Okay, little coffee beans, that’s it for today. I will be covering the next three books in a week or two. In the meantime, what are your thoughts? Have you read the series? Do you agree/disagree with my analysis? What literary/classical references have you noticed in the books? Which installment is your favorite? Which character is your favorite?


  1. I totally love this! I haven't read the books in a long time, but I love the way that you point out how Olaf dehumanizes the Baudelaires by referring to them as orphans rather than people... And Poe. Yeah. Like, adults who are supposed to care but don't. I feel like a lot of it is meant to identify with children because the adults are the way adults look in the eyes of children and young people. Adults sometimes don't care about the right things or let their fears get in the way of a child's dreams, and it's terrible.

    BUT YES. This is awesome, Liz!

    1. Thank you! I hadn't read them in a long while either, and I really enjoyed rereading them all. You're right, it's definitely something that speaks directly to children in that way, and it's definitely great for exposing how some adults just don't care enough about the right stuff.

      Thank you! I'm glad you liked it. :)

  2. I LOVE THIS. Lemony Snicket's books are some of my favorites ever, and I'm always trying to tell people that there's soooo much beyond the depressingness and witty jokes. :P

    1. Aww, thank you! Lemony Snicket's books are brilliant and wonderful and I feel bad that so many people miss out on that. I wish more people saw how deep and smart they are. :)

  3. *applauds* This is an awesome analysis. I too read and loved the books when I was younger, but I don't think I ever thought about them quite this deeply.
    It's true, though, what you said.
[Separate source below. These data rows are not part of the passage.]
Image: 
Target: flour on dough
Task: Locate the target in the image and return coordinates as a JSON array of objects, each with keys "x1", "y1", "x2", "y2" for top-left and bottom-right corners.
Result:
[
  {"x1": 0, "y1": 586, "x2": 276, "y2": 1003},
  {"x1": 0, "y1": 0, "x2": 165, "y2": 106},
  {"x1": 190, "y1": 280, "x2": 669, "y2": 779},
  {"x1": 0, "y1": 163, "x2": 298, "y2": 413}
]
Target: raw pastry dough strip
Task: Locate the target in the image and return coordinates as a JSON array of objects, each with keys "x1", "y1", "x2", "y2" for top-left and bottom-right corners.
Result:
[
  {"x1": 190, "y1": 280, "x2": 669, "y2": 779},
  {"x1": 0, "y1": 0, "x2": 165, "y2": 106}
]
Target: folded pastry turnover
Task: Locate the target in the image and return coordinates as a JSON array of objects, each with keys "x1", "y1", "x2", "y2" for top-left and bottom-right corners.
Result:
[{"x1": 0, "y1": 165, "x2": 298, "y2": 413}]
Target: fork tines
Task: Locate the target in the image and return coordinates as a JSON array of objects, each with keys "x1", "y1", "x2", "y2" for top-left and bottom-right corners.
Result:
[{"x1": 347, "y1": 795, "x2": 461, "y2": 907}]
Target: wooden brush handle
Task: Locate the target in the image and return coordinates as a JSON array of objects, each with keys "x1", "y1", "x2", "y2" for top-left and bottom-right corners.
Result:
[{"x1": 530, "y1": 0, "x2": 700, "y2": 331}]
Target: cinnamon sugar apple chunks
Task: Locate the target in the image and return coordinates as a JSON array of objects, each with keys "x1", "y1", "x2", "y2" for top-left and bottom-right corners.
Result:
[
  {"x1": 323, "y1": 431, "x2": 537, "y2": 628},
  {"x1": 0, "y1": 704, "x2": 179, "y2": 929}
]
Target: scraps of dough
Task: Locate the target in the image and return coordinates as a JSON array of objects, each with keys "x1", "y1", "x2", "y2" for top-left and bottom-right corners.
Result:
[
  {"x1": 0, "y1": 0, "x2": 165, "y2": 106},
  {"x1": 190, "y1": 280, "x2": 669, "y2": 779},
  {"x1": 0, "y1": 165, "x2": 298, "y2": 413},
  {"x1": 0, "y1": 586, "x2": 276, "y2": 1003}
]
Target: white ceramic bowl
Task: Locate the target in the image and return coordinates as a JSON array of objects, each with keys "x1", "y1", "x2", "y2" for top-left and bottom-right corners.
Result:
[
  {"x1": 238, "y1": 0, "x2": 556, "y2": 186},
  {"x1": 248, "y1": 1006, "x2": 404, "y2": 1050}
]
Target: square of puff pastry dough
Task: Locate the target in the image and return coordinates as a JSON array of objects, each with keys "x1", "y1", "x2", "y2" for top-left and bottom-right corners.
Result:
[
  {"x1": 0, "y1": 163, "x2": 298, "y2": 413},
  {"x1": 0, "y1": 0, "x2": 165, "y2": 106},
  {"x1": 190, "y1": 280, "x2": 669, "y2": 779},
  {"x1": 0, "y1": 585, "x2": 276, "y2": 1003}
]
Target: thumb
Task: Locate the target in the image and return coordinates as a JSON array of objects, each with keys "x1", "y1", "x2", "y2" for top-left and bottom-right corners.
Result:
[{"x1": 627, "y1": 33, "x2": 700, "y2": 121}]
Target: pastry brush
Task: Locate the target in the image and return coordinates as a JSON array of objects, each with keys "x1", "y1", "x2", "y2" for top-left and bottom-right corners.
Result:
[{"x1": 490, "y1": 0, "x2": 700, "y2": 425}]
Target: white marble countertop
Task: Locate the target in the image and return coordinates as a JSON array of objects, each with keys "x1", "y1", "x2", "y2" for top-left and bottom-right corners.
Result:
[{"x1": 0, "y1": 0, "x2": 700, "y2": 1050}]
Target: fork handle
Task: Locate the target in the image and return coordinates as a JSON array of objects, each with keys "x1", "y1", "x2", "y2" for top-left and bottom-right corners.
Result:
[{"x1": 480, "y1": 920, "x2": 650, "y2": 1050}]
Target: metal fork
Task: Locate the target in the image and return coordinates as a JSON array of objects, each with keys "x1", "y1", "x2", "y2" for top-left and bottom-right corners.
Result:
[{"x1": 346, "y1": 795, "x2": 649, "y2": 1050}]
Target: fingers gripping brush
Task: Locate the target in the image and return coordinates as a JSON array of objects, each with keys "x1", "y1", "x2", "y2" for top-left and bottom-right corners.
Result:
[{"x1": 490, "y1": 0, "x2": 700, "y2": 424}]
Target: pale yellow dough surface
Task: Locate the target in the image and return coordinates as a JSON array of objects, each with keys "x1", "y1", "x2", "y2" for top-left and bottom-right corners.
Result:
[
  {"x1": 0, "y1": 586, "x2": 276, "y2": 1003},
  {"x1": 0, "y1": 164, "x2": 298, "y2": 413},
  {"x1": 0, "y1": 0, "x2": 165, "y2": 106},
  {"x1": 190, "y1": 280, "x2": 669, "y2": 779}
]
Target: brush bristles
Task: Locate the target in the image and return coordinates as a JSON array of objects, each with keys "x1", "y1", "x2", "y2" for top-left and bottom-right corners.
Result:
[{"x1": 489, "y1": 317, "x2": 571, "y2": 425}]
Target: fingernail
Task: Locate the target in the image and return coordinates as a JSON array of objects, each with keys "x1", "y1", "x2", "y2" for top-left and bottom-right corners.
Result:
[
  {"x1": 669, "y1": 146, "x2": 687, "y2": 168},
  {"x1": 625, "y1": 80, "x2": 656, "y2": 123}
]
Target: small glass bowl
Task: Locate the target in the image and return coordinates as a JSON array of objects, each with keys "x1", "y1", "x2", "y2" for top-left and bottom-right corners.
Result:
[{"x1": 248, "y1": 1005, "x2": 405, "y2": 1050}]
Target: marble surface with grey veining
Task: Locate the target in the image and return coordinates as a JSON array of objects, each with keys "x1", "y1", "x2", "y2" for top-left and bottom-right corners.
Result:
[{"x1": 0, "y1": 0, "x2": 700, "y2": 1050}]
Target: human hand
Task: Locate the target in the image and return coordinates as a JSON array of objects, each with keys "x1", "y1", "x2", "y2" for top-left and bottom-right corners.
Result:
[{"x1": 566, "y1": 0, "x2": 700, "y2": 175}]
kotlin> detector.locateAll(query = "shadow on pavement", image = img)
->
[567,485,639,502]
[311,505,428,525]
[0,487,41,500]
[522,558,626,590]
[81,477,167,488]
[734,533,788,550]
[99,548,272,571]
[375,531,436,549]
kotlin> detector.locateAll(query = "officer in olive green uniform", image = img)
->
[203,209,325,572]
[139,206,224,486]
There's so much more to this series than the depressing sense of humor and elaborate definitions of long words, and it really does speak to the suffering that a lot of kids with issues deal with.


    1. *bows deeply* Why thank you. :) It was definitely a fun mental exercise to go through them and try to really think about them as I was rereading.
      I really like all the surface cleverness and darkness, and I guess it's easy to miss the deep stuff, but yeah, ASOUE deals with suffering really well.

  4. Oh yes, ASOUE is definitely a story which shows the ways adults fail children -- but at the same time, I think the true beauty is in how you don't quite understand everything about the series until you become older and closer to the adults and begin to also fail those younger than you. Looking forward to the rest of the analysis!

    1. Great point. I definitely didn't see how wonderful and deep it was until I reached the age where the messages would be more relevant (in some ways) to me. But, I do like how, even though I didn't fully realize what it was about, it was still an encouragement to my childhood self. Thank you!